Salesforce Compensation and Two‐Sided Ambiguity: Robust Moral Hazard with Moment Information
研究了企业和销售代理对需求分布信息都有限时的合同设计问题,发现方差信息对最优合同形式(线性或二次)起关键作用,并解释了实践中二次合同的应用。
We analyze a salesforce principal‐agent model where both the firm and sales agent have limited information on the effort‐dependent demand distribution, creating two‐sided ambiguity. Under the max–min decision criteria, the firm offers a contract to the agent who exerts unobservable effort to influence the demand distribution. We formulate the problem as a semi‐infinite program and use the agent's shadow prices to construct the least expensive contract. Next, we use the least expensive contract to create a non‐linear optimization model, which provides the firm's optimal robust contract.
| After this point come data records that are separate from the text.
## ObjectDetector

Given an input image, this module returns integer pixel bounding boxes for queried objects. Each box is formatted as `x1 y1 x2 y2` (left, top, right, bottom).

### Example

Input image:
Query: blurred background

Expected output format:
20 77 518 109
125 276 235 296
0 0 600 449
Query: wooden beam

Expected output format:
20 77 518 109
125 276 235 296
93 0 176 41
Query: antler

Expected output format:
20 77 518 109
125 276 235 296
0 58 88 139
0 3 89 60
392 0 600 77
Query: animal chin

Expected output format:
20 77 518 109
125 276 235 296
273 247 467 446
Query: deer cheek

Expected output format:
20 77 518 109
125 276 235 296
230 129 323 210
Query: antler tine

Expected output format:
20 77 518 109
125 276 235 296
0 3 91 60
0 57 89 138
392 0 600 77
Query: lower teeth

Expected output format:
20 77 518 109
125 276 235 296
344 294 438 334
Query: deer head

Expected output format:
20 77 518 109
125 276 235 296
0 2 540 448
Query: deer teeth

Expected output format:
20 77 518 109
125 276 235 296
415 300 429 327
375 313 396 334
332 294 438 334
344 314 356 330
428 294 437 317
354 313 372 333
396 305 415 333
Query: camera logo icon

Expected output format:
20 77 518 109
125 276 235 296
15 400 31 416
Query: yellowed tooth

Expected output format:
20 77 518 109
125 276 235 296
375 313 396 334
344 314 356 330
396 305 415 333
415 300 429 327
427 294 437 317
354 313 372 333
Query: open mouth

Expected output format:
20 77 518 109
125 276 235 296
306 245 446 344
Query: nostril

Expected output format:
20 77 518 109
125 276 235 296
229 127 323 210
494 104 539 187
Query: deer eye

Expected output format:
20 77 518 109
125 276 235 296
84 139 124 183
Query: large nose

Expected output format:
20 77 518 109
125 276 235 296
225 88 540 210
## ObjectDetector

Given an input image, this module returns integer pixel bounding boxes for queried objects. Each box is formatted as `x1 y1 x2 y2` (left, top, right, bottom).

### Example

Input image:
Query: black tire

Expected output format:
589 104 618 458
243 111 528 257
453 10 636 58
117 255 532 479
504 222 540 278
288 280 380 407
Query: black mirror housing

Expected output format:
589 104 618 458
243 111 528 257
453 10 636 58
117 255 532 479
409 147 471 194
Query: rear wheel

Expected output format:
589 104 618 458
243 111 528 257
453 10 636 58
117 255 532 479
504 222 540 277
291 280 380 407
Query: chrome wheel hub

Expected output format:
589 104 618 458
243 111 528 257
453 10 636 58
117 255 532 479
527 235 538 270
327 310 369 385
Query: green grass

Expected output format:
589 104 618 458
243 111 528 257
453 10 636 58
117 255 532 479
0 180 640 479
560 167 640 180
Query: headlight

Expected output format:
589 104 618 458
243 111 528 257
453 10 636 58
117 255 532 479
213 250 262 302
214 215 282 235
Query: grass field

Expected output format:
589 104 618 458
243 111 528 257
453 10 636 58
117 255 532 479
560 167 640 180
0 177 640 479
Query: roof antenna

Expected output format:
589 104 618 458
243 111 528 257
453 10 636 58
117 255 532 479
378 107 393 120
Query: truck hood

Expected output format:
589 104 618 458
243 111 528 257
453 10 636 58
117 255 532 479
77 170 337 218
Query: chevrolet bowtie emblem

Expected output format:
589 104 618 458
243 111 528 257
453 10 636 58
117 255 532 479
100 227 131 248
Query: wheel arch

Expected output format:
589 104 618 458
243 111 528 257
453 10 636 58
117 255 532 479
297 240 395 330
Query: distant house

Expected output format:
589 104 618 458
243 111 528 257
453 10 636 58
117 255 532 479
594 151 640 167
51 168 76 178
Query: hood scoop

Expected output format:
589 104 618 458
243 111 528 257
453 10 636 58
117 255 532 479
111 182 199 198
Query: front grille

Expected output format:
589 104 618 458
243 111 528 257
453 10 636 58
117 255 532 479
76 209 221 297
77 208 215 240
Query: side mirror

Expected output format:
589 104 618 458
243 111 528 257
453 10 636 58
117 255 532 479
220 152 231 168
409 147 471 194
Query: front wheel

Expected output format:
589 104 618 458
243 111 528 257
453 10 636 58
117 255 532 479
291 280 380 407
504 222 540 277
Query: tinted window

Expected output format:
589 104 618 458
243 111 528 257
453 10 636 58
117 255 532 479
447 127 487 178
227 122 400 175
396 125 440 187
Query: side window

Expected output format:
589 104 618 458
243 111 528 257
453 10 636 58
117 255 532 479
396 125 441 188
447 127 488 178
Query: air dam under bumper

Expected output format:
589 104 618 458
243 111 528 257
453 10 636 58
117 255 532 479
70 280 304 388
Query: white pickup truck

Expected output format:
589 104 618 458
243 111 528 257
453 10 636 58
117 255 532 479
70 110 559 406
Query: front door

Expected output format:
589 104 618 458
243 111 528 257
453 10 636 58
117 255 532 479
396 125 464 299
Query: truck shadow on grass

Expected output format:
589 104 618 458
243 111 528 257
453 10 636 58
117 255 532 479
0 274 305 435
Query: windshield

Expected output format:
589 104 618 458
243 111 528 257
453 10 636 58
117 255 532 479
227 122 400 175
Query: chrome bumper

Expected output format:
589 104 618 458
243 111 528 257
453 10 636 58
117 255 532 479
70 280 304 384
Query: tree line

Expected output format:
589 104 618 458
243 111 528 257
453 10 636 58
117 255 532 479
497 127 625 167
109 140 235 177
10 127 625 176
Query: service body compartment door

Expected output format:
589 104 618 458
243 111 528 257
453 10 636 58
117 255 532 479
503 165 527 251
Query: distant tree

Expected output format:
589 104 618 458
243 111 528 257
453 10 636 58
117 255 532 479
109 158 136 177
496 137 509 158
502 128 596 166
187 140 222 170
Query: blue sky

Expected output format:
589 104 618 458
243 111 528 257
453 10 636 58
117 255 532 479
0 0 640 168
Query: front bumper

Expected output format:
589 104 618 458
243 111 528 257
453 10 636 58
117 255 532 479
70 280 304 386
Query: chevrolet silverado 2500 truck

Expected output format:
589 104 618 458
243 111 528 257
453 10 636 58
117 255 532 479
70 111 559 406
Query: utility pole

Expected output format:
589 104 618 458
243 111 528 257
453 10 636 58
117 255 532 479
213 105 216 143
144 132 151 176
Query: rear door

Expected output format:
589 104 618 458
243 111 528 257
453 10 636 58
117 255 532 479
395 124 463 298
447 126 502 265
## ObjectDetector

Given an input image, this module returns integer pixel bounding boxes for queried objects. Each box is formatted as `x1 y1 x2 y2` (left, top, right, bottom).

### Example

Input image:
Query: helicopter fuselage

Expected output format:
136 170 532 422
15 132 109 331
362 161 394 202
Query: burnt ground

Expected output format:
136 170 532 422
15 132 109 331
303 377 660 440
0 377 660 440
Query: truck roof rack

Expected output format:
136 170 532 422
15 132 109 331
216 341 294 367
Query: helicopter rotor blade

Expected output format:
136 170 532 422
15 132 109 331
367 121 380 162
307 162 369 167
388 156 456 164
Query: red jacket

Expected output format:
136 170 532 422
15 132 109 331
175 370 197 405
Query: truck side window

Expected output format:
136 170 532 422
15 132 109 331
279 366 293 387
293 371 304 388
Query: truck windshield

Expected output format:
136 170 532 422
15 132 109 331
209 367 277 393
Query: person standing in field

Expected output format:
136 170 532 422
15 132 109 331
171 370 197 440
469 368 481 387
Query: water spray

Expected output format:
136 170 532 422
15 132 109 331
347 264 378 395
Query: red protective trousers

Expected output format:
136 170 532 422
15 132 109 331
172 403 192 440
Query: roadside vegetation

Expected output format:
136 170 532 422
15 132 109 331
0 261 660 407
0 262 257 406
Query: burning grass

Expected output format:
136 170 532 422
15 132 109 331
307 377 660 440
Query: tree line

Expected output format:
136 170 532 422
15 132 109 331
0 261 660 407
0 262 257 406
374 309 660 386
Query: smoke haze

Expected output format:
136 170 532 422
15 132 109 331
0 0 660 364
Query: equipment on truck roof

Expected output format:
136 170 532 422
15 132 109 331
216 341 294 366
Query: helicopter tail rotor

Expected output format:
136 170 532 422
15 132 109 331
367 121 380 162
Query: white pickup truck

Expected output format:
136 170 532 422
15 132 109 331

Due to the problem's complexity, we focus our attention on the class of distribution‐free contracts. We show that using a distribution‐free contract is a necessary condition for achieving the first‐best outcome. Our analysis reveals that the index of dispersion determines whether the optimal distribution‐free contract is linear or quadratic. Finally, we extend our model to incorporate quota‐bonus contracts and inventory considerations. Overall, our results demonstrate that variance information plays a critical role in designing contracts under distributional ambiguity and provides justification for the application of quadratic contracts in practice.